Лёвушка озадаченно поскрёб пушок на лысине.

– Может, оно и так, – согласился он. – Да только всё это лучше обсуждать где-нибудь в кабаке за богатым столом, чем в зоне на параше… В общем, в запасе у тебя пять дней. Как будешь обхаживать девочек из исполкома – твои заботы. Хоть и впрямь колдуй. Но ровно… – он перелистал календарь на столе Клыша, густо обвёл нужное число. – Должен войти сюда с зарегистрированным уставом. И чтоб все виды артельной деятельности были в нем прописаны. Хоп! Я всё сказал. Дошло, наконец?

Мещерский с посветлевшим лицом кивнул.

– Вот и беги, – отпустил его Лёвушка. – Считай, секундомер запущен.

Мещерский ещё раз скосился на Клыша, такого же, по правде, замороженного, как он сам. Неловко кивнув, вышел.

Довольный собой, Лёвушка откинулся в кресле.

– А ты, оказывается, башковитый, – он пьяненько погрозил совершенно запутавшемуся Клышу пальчиком. – Кооперативу-то разрешено всё, чего нельзя ни частнику, ни артели: и наёмную силу, и работу на дому, и продажу по договорным ценам. А раз так, значит, преступления больше нет. И дело придётся прекращать в связи с изменившейся обстановкой. Улавливаешь разницу? Вчера было общественно опасное деяние, а сегодня оно уж не опасное. И тут уж никакой прокурор не подступится, потому как получается, что не за что больше сажать… Ах, хитрован! Ах, ловкач, – Лёвушка залился прежним, мелким дребезжащим хохотком.

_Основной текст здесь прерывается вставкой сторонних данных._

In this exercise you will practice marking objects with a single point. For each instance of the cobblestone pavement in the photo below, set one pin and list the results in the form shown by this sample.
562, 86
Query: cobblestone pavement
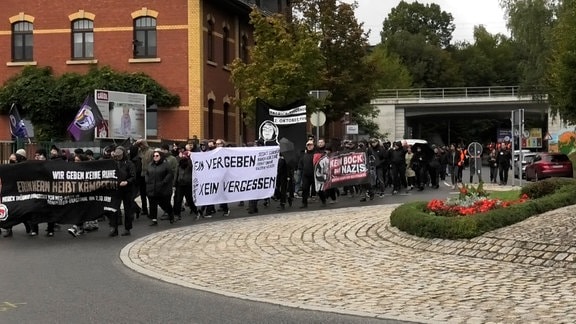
352, 261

Уже когда уголовное дело по обвинению Мещерского в частнопредпринимательской деятельности было официально прекращено, Клыша вызвал к себе Окатов. На стуле подле притулился Гутенко – с учетной карточкой в руке.

– Выходит, похоронил дело? – без предисловий произнёс Окатов.

– Состава преступления нет. Все договоры переоформлены на кооператив, – скупо объяснился Клыш.

Сквозь привычную доброжелательность на лице Окатова проступило разочарование.

– Стало быть, научился отделять зёрна от плевел, – констатировал он.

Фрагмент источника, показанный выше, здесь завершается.